Die Wissenschaft spricht eine klare Sprache. Vier bis sechs Beratungssequenzen sind das höchste der Gefühle, danach flacht der Mehrwert ab. Wenn es nach mir ginge, würde ich jeder Person eine vertrauenswürdige Laufbahnberaterin oder einen vertrauenswürdigen Laufbahnberater empfehlen,
welche sie oder welchen er jederzeit konsultieren kann. Denn mal braucht es innerhalb von drei Monaten vier Gespräche, mal finden zwei Jahre keine Beratungen statt. Dafür tauscht man sich hin und wieder über den Stand der Dinge telefonisch oder per E-Mail aus.

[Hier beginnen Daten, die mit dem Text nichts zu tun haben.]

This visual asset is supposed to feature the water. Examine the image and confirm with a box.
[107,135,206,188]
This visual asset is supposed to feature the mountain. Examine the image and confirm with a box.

«Die Idealvorstellung für mich wäre: Jeder hat seine vertrauenswürdige Laufbahnberaterin, zu dem er theoretisch jederzeit gehen kann.»
Das klingt nach einem spannenden Ansatz und unterstützt deine Aussage, dass man sich regelmässig mit seiner eigenen Laufbahn beschäftigen sollte. Doch was dürfen sich unsere Mitglieder von einer Laufbahn- und Karriereberatung erhoffen?
Unabhängig vom Thema dürfen sie erwarten, dass wir sie umfassend bei den Anliegen vom leisen Zweifel bis zur erwünschten Wirkung und darüber hinaus begleiten.
Welche Ratschläge gibst du deinen Kunden mit auf den Weg?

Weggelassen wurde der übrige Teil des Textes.